The dosage of the pharmaceutical composition of the present invention depends on the patient's condition, weight, age, sex, health condition, dietary constitution specificity, the nature of the preparation, the severity of the disease, the administration time of the composition, the administration method, the administration period or interval, the excretion rate and The range may vary depending on the type of drug, and may be appropriately selected by a person skilled in the art. For example, it may range from about 0.1 to 10,000 mg/kg, but is not limited thereto, and may be divided and administered once or several times a day.

The pharmaceutical composition may be administered orally or parenterally (eg, intravenous, subcutaneous, intraperitoneal or topical application) depending on the desired method. The pharmaceutically effective amount and effective dose of the pharmaceutical composition of the present invention may vary depending on the formulation method, administration method, administration time, administration route, etc. of the pharmaceutical composition, and those skilled in the art can achieve effective treatment for the desired treatment. The dosage can be easily determined and prescribed. Administration of the pharmaceutical composition of the present invention may be administered once a day, or may be divided and administered several times.

In addition, the present invention is Shin ( Magnoliae Flos ), peony ( Paeoniae Radix ), malt ( Hordei Fructus Germinatus ) and astragalus ( Astragali Radix ) A health functional food composition for preventing or improving premature ovarian failure or early menopause containing at least one extract selected from the group consisting of as an active ingredient to provide.

The present invention can be generally used as a commonly used food.

The food composition of the present invention can be used as a health functional food. The term "health functional food" refers to food manufactured and processed using raw materials or ingredients having useful functionalities for the human body in accordance with the Health Functional Food Act, and "functional" refers to food that is not related to the structure and function of the human body. It refers to intake for the purpose of obtaining useful effects for health purposes such as regulating nutrients or physiological functions.

The health functional food composition may include conventional food additives, and the suitability as the "food additive" is determined in accordance with the General Rules and General Test Methods of Food Additives approved by the Ministry of Food and Drug Safety, unless otherwise specified. It is judged according to the specifications and standards for the item.
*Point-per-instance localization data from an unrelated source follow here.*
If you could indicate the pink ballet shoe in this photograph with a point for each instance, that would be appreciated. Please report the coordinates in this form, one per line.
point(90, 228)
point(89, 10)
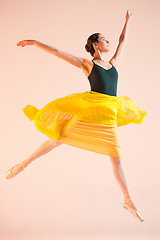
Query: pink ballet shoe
point(16, 169)
point(129, 205)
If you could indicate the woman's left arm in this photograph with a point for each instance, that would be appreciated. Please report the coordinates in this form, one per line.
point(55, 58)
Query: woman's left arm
point(122, 39)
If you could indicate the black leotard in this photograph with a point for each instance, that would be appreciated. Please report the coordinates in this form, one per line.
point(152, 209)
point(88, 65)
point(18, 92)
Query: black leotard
point(102, 80)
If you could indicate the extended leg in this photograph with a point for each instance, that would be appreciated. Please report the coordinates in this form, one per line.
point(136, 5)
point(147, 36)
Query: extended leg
point(119, 175)
point(43, 149)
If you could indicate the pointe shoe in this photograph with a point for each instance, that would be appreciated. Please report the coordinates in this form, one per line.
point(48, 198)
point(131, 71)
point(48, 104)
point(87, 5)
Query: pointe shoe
point(128, 205)
point(16, 169)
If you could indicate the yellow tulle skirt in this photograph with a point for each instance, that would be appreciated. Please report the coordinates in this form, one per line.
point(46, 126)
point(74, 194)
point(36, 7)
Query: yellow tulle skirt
point(87, 120)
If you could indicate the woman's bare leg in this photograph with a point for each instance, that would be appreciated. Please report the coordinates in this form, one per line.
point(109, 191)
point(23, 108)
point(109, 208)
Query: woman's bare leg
point(119, 175)
point(43, 149)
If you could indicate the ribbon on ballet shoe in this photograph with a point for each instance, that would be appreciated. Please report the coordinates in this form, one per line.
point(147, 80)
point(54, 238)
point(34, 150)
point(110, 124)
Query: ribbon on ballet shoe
point(134, 212)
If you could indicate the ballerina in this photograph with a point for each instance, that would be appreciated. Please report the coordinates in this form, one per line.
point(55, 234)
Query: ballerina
point(88, 120)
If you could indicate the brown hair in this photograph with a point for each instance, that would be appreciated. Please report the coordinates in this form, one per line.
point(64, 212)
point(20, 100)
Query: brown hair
point(92, 39)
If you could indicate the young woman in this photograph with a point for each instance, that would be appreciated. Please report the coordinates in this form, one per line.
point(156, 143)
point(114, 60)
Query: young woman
point(88, 120)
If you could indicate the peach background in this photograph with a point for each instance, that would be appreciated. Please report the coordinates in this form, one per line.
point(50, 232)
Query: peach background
point(70, 190)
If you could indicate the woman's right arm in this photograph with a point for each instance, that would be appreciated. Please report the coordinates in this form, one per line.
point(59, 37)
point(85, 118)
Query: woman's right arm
point(76, 61)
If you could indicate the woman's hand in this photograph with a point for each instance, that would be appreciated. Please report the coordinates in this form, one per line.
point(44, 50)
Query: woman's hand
point(128, 15)
point(25, 43)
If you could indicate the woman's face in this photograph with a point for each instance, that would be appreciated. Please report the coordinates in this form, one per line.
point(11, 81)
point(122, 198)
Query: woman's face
point(103, 44)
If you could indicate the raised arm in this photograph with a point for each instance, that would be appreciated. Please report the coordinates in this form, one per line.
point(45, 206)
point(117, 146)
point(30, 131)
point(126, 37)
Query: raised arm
point(76, 61)
point(122, 40)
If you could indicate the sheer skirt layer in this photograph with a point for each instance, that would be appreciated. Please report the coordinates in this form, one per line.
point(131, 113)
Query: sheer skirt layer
point(87, 120)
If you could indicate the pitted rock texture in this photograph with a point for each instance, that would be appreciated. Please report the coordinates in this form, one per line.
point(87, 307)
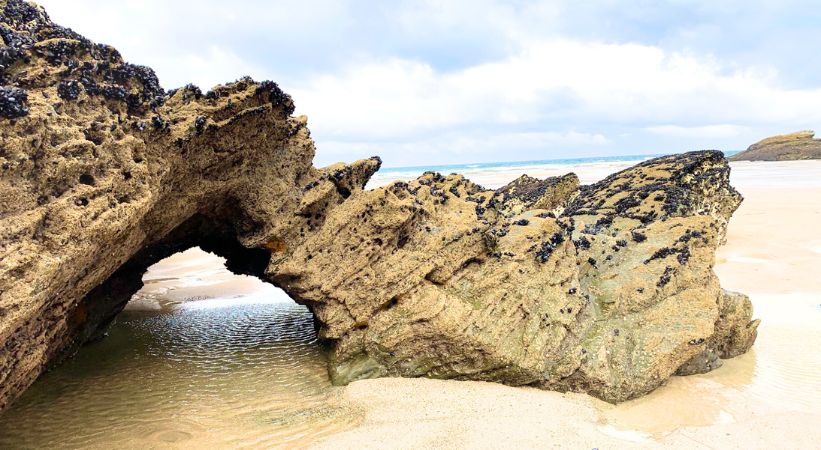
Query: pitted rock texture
point(606, 289)
point(611, 296)
point(787, 147)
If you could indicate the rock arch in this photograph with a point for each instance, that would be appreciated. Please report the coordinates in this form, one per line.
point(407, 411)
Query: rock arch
point(606, 289)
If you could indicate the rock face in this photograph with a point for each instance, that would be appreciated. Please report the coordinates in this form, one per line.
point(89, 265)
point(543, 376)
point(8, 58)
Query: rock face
point(606, 289)
point(787, 147)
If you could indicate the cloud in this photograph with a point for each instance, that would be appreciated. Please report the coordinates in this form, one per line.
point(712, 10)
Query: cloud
point(421, 81)
point(547, 88)
point(707, 131)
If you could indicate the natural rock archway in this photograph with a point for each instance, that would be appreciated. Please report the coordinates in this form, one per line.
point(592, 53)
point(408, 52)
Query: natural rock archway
point(606, 289)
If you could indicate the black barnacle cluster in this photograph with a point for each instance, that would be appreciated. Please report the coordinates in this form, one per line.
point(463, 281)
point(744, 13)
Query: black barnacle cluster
point(13, 102)
point(276, 96)
point(648, 198)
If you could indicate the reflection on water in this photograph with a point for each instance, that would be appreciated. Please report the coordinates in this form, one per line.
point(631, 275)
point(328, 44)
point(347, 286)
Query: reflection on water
point(210, 373)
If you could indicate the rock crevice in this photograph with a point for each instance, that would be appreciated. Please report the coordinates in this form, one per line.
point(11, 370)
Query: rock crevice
point(606, 289)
Items listed in the "Food Additive Code" include, for example, chemical compounds such as ketones, glycine, potassium citrate, nicotinic acid, and cinnamic acid, natural additives such as dark pigment, licorice extract, crystalline cellulose, goyang pigment, guar gum, and mixed preparations such as sodium L-glutamate preparations, noodle-added alkali preparations, preservative preparations, and tar color preparations.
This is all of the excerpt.